C'est tout simplement que la maladie avance.  Le vêtement endossé par le sujet attaqué s'avère bouffé aux mites.  Tranquillement, les mercenaires nanoscopiques grignotent dans l'ombre.  Les trous ne se voient pas tout de suite et quand on veut remettre ledit costume, on se rend compte qu'il ressemble à une passoire souple.  Le cerveau perd des billes molles, la puissance s'ankylose sans espoir de rémission.

A ses yeux, la meilleure façon de se protéger de l'injustice était de la vivre préventivement.

Cacher-mentir ou montre-trahir, le choix s'apparente à un tiraillement proche du supplice.

Ses phrases n'en sont plus, elles ressemblent de plus en plus à des troncs coupés qu'à de véritables branches porteuses.

L'intolérance des parents est le plus grand crime au monde et le seul dont on ne parle pas.

Elle veut désormais vivre sa vie et décider de ce qui la remplit.  Egault peut grincer, pester, menacer, elle ne pliera pas.
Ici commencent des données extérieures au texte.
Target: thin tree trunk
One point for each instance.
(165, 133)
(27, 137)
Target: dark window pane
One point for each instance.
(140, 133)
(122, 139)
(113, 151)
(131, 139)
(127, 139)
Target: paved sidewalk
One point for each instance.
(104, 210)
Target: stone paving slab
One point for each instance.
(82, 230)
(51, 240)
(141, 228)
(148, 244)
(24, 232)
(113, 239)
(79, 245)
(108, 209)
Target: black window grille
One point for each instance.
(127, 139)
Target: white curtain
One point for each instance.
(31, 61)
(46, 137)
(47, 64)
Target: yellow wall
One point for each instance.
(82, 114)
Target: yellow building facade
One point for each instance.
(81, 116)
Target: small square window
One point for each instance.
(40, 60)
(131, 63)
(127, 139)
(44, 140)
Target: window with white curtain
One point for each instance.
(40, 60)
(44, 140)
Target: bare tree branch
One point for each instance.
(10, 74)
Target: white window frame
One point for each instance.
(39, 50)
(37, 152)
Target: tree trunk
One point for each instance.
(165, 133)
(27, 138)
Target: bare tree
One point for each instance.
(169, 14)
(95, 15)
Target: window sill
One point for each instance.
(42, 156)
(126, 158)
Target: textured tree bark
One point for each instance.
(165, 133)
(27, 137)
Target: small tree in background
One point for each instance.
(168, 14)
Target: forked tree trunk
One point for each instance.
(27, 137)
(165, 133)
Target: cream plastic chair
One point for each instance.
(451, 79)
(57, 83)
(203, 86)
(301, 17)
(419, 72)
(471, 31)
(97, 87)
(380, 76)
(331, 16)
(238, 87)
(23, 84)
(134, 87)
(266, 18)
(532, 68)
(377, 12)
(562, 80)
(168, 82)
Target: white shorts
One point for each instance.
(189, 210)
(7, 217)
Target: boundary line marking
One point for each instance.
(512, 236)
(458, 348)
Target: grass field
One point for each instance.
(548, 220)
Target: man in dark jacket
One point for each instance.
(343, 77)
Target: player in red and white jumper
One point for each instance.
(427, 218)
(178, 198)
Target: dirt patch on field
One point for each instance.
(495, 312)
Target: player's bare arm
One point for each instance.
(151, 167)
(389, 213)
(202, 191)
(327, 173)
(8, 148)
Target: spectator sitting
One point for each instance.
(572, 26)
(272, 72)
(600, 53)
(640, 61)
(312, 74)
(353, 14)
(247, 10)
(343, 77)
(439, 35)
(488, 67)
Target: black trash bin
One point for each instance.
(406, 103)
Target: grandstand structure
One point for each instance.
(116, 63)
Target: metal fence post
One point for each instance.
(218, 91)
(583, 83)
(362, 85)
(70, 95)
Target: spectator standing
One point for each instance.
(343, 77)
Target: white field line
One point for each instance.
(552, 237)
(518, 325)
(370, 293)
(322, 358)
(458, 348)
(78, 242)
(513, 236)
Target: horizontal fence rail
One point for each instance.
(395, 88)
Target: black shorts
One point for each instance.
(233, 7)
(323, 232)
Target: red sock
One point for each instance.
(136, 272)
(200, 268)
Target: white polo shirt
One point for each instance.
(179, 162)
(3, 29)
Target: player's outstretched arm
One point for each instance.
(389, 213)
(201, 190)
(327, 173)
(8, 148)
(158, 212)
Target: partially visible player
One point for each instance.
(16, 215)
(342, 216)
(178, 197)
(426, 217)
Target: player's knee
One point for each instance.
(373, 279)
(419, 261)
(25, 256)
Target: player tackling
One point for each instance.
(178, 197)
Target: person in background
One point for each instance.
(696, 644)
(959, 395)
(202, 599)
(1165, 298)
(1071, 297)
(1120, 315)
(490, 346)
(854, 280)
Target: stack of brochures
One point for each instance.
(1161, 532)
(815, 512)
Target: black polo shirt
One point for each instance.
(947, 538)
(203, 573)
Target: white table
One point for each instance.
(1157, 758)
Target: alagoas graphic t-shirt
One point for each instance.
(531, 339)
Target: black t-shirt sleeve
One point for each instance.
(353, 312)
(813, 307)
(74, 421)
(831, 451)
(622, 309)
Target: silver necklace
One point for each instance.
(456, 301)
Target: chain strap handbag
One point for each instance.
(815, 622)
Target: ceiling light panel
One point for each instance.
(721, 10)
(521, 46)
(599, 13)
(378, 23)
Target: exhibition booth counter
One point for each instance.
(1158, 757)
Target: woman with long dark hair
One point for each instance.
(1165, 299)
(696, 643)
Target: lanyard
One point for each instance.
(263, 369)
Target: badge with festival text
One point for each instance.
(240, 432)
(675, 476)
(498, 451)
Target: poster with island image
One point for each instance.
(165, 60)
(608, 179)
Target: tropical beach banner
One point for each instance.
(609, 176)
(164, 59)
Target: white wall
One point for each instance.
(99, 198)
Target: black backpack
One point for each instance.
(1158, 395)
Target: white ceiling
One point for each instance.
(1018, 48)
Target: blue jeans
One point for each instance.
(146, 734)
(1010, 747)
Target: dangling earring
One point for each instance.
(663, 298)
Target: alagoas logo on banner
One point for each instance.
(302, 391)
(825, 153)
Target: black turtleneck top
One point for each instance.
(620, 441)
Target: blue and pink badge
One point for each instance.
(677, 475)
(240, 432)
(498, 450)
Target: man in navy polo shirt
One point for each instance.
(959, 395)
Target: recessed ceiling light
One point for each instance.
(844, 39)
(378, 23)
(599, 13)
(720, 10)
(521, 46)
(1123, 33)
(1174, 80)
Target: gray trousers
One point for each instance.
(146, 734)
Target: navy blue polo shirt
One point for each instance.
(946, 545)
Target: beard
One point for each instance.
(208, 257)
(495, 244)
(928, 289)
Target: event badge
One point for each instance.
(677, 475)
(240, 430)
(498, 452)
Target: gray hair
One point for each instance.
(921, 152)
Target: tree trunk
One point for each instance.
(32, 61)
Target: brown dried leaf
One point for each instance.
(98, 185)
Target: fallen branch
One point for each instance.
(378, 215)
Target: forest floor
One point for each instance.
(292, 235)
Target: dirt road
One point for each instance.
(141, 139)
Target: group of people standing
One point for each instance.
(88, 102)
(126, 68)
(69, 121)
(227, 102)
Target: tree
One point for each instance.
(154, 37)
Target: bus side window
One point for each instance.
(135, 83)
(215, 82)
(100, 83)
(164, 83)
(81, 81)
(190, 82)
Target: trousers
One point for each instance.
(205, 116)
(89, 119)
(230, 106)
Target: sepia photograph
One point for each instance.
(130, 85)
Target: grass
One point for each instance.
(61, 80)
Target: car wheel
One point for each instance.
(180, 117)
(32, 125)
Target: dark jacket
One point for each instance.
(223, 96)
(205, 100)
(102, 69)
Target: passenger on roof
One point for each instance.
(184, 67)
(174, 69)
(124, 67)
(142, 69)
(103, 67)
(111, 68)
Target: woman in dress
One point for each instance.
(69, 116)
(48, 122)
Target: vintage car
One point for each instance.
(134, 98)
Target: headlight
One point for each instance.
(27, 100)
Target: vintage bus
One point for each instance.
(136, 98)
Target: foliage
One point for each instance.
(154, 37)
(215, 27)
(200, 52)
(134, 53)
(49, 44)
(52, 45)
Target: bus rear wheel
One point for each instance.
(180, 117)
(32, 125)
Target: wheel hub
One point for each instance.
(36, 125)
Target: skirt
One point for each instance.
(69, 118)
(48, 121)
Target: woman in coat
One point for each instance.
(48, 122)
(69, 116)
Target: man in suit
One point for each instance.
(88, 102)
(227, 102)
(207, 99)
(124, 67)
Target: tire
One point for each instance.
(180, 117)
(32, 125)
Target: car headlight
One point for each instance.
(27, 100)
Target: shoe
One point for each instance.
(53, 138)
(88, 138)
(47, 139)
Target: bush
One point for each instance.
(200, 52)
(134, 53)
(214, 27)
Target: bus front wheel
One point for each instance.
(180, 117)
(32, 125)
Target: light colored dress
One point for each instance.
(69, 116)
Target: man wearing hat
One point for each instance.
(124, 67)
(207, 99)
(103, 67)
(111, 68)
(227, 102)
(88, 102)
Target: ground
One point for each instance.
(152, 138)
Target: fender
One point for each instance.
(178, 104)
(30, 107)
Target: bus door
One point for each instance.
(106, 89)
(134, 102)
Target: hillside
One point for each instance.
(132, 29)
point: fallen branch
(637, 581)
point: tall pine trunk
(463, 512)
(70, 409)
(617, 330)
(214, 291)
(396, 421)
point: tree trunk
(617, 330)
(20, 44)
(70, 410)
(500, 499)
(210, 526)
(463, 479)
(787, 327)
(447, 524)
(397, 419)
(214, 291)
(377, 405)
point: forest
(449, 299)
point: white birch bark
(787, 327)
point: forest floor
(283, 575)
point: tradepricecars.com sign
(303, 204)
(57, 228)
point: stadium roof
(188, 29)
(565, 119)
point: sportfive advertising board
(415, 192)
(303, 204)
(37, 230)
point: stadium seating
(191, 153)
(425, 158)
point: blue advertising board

La maladie est un isoloir, elle met la personne atteinte d'un côté et les proches de l'autre.  La démence enferme, on a beau voir le paysage à travers la herse de fer forgé, les murs se resserrent comme une main avide qui reprendrait ses billes.

L'inconnu ne fait plus peur dans la mesure où il est toujours connu de quelqu'un d'autre.  Il suffit de se relier à ce quelqu'un d'autre-là pour que l'angoisse  s 'estompe.

C'est fou comme la joie des uns ternit parfois celle des autres.

Quelqu'un qui vous quitte vous rend votre liberté et vous permet de vivre autre chose.

La maladie est une éponge à double face, elle emporte dans son écume pâle les bonnes choses comme les mauvaises, Missoula, en premier, qui s'est évanouie dans les limbes, mais aussi la totalité de son savoir.

p 162


En partenariat avec Les Editions Luce Wilquin que je remercie.